Yang saya bingungkan sampai saat ini adalah pemilahan antara muskalisasi puisi dan teatrikal puisi, tanggal 19 Juni kemarin Mega Fadila dan Setya Hanif mewakili teman-temannya dari Karter (Kartika Teater) pada ajang musikalisasi puisi, dan dari paparan juri penilaiannya seputar koreografi dan konsep berkelompok dari peserta, dari hal inilah muncul kebingungan dalam diri saya. Musikalisasi puisi, musik-puisi yaitu penambahan nada pada penyajian-pembacaan puisi, bisa jadi adalah puisi yang diiringi musik atau bahkan puisi yang digubah dalam lagu. Jadi dari puisi yang dibacakan menimbulkan citra, ritme dan daya simbolik.
Sedang teatrikal puisi menurut saya lain lagi, lebih luas, bisa jadi unsur musik adalah bagian didalamnya lengkap dengan unsur gerak (koreografi)~dan kalaupun perlu ada terdapat pertimbangan pemilihan kostum, properti dan permainan cahaya. Teatrikal puisi pun akan menjadi sangat "greget" jika disajikan secara berkelompok, tidak sama seperti penyajian musikalisasi puisi yang dapat disajikan hingga sesederhana mungkin, seorang diripun bisa, bahkan tanpa alat musik sebagai pengiring. Saya bingung yang dilombakan kemarin itu musikalisasi puisi atau teatrikal puisi? Atau kita memang belum memiliki definisi untuk menjelaskan atau sekedar membedakan keduanya?
Dari om wiki saya dapati penjelasan musikalisasi puisi adalah puisi yang disajikan secara musikal, dibedakan dengan lagu puisi yang berarti melagukan puisi seperti ketika Bimbo menyanyikan puisi-puisi karya Taufik Ismail.
Sebenarnya musikalisasi puisi bukan barang baru di dunia seni, tidak perlu memperdebatkan bentuk penyajiannya: apakah suatu totalitas antara puisi dan nada atau sekedar pembacaan puisi yang diiringi musik, sebab gaya orang tentu berbeda dalam menyajikan puisi-musikalisasi puisi.

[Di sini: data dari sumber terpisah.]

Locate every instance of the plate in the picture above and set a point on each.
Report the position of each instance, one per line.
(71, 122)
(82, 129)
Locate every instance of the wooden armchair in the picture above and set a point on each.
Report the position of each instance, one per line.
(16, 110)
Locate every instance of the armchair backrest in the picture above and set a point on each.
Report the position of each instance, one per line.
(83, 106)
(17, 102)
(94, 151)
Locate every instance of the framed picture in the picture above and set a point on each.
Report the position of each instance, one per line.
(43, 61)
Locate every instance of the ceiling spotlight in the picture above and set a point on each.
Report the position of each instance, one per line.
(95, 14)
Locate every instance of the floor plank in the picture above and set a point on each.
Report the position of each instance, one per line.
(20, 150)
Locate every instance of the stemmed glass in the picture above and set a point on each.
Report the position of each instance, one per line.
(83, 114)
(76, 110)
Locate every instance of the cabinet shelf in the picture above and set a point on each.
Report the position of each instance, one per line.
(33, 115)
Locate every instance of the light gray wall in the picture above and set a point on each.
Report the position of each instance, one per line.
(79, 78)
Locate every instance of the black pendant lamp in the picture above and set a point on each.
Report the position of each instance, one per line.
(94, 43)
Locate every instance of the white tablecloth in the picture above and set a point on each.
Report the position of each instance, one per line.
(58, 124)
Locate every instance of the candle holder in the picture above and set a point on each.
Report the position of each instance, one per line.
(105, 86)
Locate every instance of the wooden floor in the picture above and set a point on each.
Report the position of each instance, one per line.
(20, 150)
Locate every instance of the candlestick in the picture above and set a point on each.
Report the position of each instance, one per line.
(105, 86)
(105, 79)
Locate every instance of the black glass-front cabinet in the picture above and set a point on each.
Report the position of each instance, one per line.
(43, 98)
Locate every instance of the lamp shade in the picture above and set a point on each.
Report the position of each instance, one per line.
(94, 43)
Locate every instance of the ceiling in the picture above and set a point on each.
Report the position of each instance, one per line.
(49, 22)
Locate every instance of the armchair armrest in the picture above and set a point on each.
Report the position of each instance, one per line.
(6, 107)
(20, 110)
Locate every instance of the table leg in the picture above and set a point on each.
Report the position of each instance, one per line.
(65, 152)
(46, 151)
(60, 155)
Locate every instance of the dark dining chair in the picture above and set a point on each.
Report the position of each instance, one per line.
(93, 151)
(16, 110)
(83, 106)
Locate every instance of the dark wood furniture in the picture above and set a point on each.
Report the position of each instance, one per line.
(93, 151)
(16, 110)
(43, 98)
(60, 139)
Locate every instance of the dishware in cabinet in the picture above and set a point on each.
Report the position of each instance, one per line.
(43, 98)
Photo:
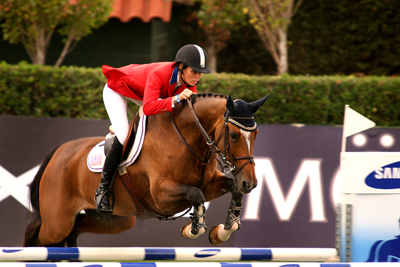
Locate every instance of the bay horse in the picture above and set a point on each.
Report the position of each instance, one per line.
(196, 153)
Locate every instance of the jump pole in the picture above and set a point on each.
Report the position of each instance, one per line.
(198, 264)
(156, 254)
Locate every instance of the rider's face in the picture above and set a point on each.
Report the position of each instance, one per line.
(191, 76)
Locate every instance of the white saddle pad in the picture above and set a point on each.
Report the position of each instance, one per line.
(96, 157)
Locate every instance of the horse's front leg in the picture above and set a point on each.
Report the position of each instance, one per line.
(172, 194)
(221, 233)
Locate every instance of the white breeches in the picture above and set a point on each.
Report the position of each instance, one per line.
(116, 106)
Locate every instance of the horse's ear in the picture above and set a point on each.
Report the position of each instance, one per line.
(231, 105)
(257, 104)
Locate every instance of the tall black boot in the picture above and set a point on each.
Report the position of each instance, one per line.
(113, 159)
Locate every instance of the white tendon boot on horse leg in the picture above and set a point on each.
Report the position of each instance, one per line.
(186, 231)
(219, 234)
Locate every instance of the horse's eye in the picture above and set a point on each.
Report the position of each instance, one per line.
(234, 136)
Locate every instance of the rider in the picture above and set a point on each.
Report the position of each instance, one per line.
(156, 88)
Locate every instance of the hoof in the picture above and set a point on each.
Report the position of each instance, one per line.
(186, 231)
(213, 236)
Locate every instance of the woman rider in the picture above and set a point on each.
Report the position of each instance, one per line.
(156, 88)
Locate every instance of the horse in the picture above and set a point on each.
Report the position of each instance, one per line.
(197, 153)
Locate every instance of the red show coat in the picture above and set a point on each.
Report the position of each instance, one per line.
(148, 83)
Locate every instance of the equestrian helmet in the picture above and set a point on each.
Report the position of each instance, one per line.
(194, 56)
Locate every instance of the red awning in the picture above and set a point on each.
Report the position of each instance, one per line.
(146, 10)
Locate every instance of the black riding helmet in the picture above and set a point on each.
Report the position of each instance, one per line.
(193, 56)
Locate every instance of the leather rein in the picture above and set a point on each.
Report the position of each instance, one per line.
(228, 168)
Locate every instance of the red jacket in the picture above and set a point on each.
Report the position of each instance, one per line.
(148, 83)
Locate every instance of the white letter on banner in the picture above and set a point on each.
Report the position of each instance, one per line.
(309, 171)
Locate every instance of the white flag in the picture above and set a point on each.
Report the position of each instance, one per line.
(354, 122)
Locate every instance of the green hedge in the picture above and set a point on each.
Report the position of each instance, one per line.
(76, 92)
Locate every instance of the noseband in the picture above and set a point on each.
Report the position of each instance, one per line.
(228, 168)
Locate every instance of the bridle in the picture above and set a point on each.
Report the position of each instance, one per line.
(228, 168)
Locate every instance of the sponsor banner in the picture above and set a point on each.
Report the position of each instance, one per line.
(371, 172)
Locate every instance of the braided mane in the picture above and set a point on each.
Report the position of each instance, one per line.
(205, 95)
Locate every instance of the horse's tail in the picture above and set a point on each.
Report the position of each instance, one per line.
(33, 227)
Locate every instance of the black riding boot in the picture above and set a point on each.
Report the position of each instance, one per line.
(113, 159)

Toh, dari kalangan sastrawan sendiri masih terjadi perdebatan tentang hal ini, ada yang menganggap bahwa istilah "musikalisasi puisi" adalah rancu bahkan mengada-ada dengan alasan bahwa dalam puisi sendiri telah terdapat ritme, dan memang pada dasarnya tidak semua puisi bisa digubah dalam musik-tergantung amanat penulisnya.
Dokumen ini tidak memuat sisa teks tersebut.